Look for more than one way to get there. There isn't one single way to get to where you want to go, and one size doesn't fit all. Seek out multiple paths to get to where you want to end up. For example, if you want to get a job at a specific company, take a different role. I joined Facebook in Product Marketing rather than Product Management and transferred eighteen months later. If you miss an opportunity or get blocked, find another way to achieve your goals.
Know your journey
I decided in elementary school to set a goal of graduating as valedictorian of my high school. I grew up in a town where I was bullied for being Asian, so I needed to get into a good college in order to leave my hometown. In order to get into a good college and to be able to earn a scholarship, I needed to be at the top of my class. It took many steps along the way, but I planned out my classes to maximize my GPA, studied for the SAT for three years, and applied to dozens of scholarships. You can't decide your senior year that you're going to get a scholarship to a good school. The same is true with your career.
Map out how you will get there. Break down the skills you need to get to where you want to go. If you want to transfer to product management, start building skills by joining hackathons or working more closely with product teams. If you are looking to join a board, seek out mentors on boards who can guide you. Have specific things you can do each month to get closer to your goal.
Stretch yourself. The best leaders are not the smartest, but rather the most adaptable and learning-oriented. Take ten minutes a day to get better at something. For me, the thing I wanted to learn to write. I started reading a lot and learning how to improve by practicing in events like NaNoWriMo. When I felt like I wasn’t progressing, I hired a writing coach to get feedback on my work. Invest a small bit of time in learning each day, and slowly and steadily, you will gain a new key skill to take with you in your career.
Invest in things you can take with you anywhere. Your job today is important, but to achieve your goal, think long term. Build skills you can use no matter where you go. I spent years writing and sharing my articles internally at Facebook, but I only rarely published externally.
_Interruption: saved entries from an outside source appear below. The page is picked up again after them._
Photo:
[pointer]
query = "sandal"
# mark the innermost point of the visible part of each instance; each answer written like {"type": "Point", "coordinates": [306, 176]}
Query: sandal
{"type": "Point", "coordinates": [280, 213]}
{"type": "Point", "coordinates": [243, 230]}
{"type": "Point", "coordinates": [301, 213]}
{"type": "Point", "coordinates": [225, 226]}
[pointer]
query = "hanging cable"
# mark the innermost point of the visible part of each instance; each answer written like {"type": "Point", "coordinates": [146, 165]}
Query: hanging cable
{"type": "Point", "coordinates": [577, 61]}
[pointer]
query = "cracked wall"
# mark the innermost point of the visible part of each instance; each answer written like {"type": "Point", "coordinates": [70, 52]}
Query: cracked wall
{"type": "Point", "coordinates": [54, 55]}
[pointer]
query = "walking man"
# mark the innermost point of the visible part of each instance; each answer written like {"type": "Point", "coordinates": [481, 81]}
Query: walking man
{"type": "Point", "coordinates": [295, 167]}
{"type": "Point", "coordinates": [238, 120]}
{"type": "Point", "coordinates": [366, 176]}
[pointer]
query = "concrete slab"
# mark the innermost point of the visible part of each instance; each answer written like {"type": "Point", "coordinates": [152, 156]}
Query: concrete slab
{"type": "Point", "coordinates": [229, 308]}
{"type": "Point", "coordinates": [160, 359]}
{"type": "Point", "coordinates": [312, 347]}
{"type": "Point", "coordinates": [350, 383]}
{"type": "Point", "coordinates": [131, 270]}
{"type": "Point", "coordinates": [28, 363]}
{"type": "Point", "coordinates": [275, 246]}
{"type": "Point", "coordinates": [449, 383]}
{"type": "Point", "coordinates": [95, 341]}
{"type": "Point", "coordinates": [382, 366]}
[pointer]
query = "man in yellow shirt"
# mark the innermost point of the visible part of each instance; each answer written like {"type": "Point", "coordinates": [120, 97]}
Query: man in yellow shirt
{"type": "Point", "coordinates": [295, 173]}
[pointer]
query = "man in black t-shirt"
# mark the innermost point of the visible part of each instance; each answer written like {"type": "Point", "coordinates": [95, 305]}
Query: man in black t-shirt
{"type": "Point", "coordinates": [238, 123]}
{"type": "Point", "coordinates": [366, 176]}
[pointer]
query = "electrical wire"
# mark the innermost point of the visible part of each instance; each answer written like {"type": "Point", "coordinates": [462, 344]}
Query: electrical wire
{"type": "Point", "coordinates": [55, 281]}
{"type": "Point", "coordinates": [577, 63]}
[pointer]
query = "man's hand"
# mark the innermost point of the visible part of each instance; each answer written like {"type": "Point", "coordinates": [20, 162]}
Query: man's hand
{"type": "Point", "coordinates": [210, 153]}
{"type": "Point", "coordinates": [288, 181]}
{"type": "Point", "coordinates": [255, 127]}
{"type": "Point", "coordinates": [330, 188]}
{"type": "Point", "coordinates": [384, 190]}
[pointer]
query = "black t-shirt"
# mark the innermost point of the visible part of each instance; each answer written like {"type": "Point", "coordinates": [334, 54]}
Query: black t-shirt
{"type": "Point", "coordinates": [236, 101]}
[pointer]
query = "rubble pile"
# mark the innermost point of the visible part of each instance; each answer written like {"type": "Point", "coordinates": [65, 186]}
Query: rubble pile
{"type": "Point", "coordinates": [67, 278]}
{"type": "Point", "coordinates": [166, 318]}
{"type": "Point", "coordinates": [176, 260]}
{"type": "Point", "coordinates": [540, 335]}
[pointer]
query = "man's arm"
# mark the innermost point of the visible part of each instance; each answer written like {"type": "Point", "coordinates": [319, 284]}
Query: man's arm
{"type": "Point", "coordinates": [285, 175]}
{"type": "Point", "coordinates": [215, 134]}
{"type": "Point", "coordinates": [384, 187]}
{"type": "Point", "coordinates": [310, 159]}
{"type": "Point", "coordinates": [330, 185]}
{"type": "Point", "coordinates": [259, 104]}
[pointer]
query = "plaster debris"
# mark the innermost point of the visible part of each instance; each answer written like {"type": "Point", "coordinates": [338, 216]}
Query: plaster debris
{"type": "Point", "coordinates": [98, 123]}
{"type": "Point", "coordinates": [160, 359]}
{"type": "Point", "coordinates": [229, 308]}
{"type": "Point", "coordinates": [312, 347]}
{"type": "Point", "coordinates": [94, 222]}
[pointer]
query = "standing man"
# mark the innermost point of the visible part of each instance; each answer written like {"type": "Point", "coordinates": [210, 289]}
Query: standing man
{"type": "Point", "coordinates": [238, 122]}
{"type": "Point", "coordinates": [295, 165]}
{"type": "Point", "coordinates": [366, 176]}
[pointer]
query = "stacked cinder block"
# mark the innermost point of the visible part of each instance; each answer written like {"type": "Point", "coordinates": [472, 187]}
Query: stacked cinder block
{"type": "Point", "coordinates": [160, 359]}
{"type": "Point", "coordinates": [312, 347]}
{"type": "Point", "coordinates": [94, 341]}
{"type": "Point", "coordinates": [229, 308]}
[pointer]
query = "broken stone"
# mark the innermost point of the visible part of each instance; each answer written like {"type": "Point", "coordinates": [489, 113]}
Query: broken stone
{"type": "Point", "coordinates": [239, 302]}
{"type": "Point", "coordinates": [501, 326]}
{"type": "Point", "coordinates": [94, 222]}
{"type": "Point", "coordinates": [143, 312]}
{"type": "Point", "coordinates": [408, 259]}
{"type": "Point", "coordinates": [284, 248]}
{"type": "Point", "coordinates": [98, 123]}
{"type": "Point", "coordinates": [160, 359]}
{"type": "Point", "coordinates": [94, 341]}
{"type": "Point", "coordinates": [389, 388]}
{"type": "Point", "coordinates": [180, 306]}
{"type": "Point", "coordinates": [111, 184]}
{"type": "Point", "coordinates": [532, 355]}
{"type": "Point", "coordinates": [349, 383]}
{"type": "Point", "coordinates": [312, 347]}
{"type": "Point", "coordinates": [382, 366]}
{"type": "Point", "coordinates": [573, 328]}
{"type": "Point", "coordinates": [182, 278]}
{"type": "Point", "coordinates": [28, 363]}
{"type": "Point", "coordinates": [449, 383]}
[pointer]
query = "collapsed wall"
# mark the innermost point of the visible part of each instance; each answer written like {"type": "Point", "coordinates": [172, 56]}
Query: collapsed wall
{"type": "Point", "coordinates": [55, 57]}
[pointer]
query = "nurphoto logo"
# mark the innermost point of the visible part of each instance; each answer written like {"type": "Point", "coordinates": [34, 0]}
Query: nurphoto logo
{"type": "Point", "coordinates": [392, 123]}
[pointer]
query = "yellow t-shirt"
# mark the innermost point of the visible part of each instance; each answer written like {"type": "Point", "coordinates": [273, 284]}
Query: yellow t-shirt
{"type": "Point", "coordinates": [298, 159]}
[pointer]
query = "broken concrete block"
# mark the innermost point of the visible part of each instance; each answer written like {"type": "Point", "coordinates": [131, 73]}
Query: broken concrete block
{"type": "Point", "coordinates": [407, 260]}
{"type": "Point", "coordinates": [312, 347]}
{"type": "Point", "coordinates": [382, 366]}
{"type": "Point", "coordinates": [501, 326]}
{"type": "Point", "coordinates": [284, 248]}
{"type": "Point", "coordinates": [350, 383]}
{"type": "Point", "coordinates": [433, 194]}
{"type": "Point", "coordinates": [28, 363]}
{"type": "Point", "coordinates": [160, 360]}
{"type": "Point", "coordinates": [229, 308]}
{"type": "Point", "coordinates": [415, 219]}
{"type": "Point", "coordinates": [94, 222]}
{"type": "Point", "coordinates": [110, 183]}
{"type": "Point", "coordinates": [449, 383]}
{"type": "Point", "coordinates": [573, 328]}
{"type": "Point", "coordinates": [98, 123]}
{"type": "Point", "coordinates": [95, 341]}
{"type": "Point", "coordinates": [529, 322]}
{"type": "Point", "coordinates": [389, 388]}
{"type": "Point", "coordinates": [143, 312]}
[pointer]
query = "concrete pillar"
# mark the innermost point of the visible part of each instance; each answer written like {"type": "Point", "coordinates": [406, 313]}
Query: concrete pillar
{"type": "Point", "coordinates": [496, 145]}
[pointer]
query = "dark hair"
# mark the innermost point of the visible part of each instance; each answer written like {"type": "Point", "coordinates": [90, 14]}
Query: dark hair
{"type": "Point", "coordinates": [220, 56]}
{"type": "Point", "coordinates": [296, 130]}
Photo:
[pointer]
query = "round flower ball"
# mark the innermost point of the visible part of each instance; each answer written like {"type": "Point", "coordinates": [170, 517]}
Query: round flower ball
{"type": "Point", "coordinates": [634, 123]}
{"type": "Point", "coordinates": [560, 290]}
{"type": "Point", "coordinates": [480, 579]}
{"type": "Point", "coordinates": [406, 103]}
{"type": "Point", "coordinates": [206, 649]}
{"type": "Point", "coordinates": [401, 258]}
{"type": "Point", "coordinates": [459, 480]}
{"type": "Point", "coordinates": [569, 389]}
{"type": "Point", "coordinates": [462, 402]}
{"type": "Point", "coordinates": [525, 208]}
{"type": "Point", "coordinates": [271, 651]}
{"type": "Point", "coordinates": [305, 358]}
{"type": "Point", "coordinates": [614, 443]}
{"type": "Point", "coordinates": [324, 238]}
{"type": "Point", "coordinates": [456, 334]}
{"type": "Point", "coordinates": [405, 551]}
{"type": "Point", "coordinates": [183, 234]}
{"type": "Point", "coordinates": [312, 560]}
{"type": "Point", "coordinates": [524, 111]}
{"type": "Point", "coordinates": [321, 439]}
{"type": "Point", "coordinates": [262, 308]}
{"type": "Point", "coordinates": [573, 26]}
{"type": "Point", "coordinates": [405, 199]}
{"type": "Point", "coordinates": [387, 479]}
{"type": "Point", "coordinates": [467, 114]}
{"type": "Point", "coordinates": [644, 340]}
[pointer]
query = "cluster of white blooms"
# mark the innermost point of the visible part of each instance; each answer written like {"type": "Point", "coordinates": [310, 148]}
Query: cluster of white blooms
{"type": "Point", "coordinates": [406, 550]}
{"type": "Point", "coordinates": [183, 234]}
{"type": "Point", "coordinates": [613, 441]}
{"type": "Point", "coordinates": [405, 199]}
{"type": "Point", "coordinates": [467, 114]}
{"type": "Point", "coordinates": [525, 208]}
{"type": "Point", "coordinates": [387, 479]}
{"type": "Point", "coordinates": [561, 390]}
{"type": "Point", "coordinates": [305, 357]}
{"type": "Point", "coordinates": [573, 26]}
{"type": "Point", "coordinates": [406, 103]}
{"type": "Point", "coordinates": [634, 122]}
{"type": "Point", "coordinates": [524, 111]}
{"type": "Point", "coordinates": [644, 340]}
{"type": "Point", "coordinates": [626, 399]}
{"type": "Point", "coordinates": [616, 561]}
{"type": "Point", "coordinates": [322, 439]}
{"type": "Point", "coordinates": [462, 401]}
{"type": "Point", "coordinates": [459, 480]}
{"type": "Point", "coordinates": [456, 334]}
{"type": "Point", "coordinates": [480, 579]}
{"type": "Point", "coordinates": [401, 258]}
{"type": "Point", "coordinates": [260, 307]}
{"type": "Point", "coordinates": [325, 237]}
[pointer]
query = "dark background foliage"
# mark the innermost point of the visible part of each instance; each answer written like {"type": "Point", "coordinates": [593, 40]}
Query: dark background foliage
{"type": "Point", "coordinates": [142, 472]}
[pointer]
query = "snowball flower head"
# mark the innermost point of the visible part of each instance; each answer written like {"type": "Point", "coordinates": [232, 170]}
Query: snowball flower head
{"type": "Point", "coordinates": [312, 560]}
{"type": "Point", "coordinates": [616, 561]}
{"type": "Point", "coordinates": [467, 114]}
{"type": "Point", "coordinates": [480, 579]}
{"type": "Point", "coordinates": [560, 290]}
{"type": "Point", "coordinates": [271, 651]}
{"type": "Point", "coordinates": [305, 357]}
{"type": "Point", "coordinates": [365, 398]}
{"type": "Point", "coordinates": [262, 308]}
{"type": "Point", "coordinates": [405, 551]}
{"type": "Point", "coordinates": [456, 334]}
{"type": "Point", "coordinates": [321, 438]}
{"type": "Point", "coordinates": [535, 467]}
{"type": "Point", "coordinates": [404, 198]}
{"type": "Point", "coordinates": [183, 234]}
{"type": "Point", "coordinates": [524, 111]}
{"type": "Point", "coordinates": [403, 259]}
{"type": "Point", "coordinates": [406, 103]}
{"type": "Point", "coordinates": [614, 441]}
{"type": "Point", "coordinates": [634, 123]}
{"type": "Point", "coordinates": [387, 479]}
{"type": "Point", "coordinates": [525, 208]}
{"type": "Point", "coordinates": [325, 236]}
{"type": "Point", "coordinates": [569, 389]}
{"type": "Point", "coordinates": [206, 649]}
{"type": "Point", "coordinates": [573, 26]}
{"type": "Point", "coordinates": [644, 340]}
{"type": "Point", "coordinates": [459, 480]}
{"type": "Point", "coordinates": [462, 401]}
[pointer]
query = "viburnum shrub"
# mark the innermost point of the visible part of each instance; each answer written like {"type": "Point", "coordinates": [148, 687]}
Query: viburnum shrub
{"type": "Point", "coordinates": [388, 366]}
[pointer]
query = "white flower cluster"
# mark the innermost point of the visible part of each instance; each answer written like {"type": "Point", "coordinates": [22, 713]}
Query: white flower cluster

This year, my New Year’s Resolution was to create a Substack and publish more outside of the company. Little did I know, I would take a job outside Facebook within a few months, and those who read my work came along with me for my journey. I only wish I had started sharing publicly sooner.
Careers, unlike classes, are not conducive to cramming. The key is planning and taking small steps each day to build your skills, resume, and community. Look to the future and know where you want to go. This will inform your journey.
I share these lessons because I wish someone had told me five years ago to take these simple steps. While I ended up where I ultimately wanted to be, my journey would have been much easier if I had put more planning and forethought into my destination.